In [None]:
#train-data import
import pandas as pd

train_data = pd.read_csv('/kaggle/input/genre-classification-dataset-imdb/Genre Classification Dataset/train_data.txt', sep=':::', names=['movie','genre', 'plot'])
test_data = pd.read_csv('/kaggle/input/genre-classification-dataset-imdb/Genre Classification Dataset/test_data.txt', sep=':::', names=['movie','plot'])
train_data.head()
#test_data.head()

In [None]:
#cleaning plot/summary data
import re

def clean_text(text):
    text = text.lower()
    # Remove special characters and punctuations
    text = re.sub(r"[^a-z0-9\s]", "", text)
    # Remove extra spaces
    text = re.sub(r"\s+", " ", text).strip()
    return text

train_data['clean_plot'] = train_data['plot'].apply(clean_text)
train_data[['movie', 'genre', 'clean_plot']].head(10)  
test_data['clean_plot'] = test_data['plot'].apply(clean_text)
test_data[['movie', 'clean_plot']].head(10)  


In [None]:
#label vectorization 
from sklearn.feature_extraction.text import TfidfVectorizer

vectorizer = TfidfVectorizer(stop_words='english', max_features=5000)

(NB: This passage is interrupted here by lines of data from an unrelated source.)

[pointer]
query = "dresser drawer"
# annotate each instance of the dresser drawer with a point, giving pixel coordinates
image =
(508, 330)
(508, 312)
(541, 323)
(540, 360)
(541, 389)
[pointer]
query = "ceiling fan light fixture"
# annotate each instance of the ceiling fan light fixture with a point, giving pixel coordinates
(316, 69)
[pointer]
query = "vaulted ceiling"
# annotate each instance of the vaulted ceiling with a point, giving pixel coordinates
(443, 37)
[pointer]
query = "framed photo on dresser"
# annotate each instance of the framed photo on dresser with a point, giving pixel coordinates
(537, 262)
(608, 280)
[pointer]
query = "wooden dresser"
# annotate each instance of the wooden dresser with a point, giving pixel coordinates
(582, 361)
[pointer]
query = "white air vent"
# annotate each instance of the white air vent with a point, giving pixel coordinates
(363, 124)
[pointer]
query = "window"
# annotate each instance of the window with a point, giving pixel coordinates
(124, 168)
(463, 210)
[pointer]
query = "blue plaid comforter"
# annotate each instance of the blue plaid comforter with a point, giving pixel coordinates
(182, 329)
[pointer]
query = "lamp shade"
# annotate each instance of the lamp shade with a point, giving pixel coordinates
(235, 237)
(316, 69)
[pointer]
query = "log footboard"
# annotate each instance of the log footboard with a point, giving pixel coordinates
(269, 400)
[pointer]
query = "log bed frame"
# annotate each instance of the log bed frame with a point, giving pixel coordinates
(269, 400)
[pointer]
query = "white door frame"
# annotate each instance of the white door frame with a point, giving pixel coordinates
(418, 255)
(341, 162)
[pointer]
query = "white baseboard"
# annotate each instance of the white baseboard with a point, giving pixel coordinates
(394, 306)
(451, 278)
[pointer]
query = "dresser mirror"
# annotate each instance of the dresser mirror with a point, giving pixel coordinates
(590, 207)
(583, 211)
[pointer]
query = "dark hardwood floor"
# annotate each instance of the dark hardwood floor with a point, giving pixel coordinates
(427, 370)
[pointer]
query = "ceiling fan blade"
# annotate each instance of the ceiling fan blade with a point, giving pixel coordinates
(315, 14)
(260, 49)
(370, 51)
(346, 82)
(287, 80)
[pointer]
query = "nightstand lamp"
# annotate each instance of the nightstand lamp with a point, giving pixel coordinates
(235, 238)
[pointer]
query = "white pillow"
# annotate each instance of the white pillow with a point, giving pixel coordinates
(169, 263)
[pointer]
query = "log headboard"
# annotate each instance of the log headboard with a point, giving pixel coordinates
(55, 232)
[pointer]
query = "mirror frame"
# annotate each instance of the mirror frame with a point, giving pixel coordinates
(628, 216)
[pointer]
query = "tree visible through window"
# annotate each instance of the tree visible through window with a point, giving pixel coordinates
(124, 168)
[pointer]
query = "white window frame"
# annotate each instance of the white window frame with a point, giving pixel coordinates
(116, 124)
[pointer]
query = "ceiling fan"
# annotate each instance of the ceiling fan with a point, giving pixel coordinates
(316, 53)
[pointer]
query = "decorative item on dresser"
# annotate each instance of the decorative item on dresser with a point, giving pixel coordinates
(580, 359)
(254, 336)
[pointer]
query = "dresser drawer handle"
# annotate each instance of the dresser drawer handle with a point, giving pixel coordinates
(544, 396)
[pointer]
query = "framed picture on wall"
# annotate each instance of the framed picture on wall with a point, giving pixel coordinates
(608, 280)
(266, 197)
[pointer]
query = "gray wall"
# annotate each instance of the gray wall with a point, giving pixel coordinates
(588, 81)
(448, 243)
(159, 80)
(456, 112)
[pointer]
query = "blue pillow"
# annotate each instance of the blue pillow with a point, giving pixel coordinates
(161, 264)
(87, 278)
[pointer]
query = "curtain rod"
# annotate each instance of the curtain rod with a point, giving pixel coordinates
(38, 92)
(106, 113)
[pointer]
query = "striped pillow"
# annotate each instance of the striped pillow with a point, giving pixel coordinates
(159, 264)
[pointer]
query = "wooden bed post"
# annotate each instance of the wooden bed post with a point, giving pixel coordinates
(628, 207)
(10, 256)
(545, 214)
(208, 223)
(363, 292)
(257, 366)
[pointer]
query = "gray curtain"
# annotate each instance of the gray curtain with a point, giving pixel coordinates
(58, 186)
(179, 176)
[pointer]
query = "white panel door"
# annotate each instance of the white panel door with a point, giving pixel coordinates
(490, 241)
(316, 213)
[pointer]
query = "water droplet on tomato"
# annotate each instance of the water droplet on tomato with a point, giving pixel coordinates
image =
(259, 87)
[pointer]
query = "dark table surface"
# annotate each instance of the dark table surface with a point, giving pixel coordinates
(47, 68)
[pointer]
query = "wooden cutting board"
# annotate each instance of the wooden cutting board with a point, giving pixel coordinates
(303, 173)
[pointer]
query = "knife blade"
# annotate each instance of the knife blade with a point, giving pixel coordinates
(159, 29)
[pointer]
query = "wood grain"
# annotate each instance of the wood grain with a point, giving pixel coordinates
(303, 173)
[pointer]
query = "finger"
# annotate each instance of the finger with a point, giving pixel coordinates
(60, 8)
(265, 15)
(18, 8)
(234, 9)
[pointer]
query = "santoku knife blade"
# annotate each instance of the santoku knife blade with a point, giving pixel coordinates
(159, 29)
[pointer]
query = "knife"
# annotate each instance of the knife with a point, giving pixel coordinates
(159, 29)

X_train = vectorizer.fit_transform(train_data['clean_plot'])
X_test = vectorizer.transform(test_data['clean_plot'])


In [None]:
#encoded genre lables
from sklearn.preprocessing import LabelEncoder

label_encoder = LabelEncoder()
y_train = label_encoder.fit_transform(train_data['genre'])


In [None]:
#model training
from sklearn.linear_model import LogisticRegression

model = LogisticRegression(class_weight='balanced', max_iter=1000)
model.fit(X_train, y_train)



In [None]:
#prediction on test_data
y_pred = model.predict(X_test)
predicted_genres = label_encoder.inverse_transform(y_pred)
test_data['predicted_genre'] = predicted_genres



In [None]:
test_data[['movie','plot','predicted_genre']].head()


In [None]:
#train_data['genre'].value_counts()
test_data[['movie', 'plot', 'predicted_genre']].to_csv('predicted_genres.csv', index=False)


In [None]:
#testing accuracy on train_data by splitting
from sklearn.model_selection import train_test_split
from sklearn.metrics import accuracy_score, classification_report

# Split the training data
X_train_split, X_val_split, y_train_split, y_val_split = train_test_split(
    X_train, y_train, test_size=0.2, random_state=42, stratify=y_train
)

# Train on 80%
model.fit(X_train_split, y_train_split)

# Predict on 20% validation set
y_val_pred = model.predict(X_val_split)

# Accuracy and report
acc = accuracy_score(y_val_split, y_val_pred)
print(f"Validation Accuracy: {acc:.2f}")

print("\nClassification Report:")
print(classification_report(y_val_split, y_val_pred, target_names=label_encoder.classes_))